Jonathan Dorrest, a former high school classmate of “Quella,” said she was a popular cheerleader with a good fashion sense. She owned an online bouquet and children’s hair braiding business while she worked on completing her studies a Winston-Salem State University right before her death.
“She was my personal stylist,” Dorrest said. “She loved to get dressed. She loved to get fresh. She was one call away from me always.”
“I feel like we don’t really understand how little time we have with the people we love,” Dorrest continued. “Life is fragile, fleeting, complex and confusing. We know all good things come to an end, yet we still have difficulty processing them. I wish this had never happened to Quella.”
Nancy Grace Interview
Although details of the woman’s death are still sketchy, a police report shows that medical personnel attended to the woman for hours before she died. In contrast, her death certificate shows she died within minutes of her injuries.

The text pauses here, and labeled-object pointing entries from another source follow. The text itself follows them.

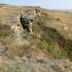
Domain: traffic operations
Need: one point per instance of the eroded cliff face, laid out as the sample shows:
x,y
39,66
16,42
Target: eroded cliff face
x,y
49,48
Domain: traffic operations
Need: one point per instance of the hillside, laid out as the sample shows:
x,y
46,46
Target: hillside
x,y
51,41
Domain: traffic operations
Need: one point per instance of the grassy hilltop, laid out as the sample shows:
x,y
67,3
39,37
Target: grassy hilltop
x,y
52,38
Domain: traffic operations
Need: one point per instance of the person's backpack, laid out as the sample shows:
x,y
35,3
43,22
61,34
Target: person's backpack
x,y
24,21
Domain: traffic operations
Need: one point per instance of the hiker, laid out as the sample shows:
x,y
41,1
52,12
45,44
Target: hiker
x,y
26,23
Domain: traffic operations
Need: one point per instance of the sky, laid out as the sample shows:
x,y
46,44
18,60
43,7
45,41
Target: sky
x,y
48,4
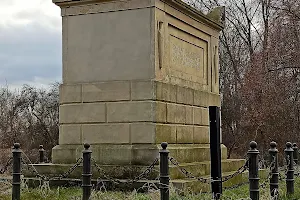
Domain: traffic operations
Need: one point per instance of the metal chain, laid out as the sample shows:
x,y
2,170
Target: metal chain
x,y
270,174
144,174
67,173
5,168
241,170
59,177
188,174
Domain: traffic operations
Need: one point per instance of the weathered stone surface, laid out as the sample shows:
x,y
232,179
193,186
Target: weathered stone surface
x,y
184,134
130,111
108,91
121,53
113,154
82,113
106,133
135,78
165,133
185,95
205,117
160,110
70,134
189,115
176,113
70,93
197,115
201,98
201,135
166,92
143,90
142,133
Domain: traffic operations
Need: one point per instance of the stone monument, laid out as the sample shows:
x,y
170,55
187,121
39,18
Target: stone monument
x,y
137,73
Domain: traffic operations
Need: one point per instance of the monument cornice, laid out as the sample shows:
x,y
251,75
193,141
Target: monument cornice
x,y
212,19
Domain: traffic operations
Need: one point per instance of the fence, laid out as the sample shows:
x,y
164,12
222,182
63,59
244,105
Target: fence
x,y
216,179
251,164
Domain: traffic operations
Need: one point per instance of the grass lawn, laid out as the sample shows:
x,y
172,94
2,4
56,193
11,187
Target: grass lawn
x,y
241,192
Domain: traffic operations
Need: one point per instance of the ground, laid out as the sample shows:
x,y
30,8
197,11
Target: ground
x,y
46,193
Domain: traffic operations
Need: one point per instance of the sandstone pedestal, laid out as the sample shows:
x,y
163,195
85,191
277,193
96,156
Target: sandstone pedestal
x,y
137,73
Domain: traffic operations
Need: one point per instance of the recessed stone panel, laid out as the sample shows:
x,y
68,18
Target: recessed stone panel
x,y
106,133
82,113
108,91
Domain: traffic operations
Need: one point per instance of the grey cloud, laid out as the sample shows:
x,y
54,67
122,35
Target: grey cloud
x,y
29,52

Salamondra is still trying to piece together the details, but she confirmed some of the events leading up to her daughter’s death during a recent interview with legal pundit Nancy Grace on Nov. 28.
The mother said the woman in the viral video pounding on Shanquella is Daejhanae Jackson, who many suspected from the start. Salamondra also revealed that the video of the fight, which solidified her suspicions about Shanquella’s cause of death, was circulating before her daughter died.
“Someone called me and told me before they even arrived back to Charlotte, North Carolina, that they were over there fighting her, so I didn’t know how true it was,” Salamondra told Grace.
The mother said someone eventually posted it on Facebook and a friend saw it and sent it to her. By that time, Shanquella’s friends had already returned to North Carolina, at least two days after her Oct. 29 death.
“So after they got back and Shanquella had passed, the video had surfaced on Facebook, and someone sent it to my family,” she said.
Salamondra also revealed that her daughter liked to sleep in the nude and probably was sleeping right before the attack in the viral video.
“She was a good child and had a great heart, and she did not deserve to be treated like that,” the mother said.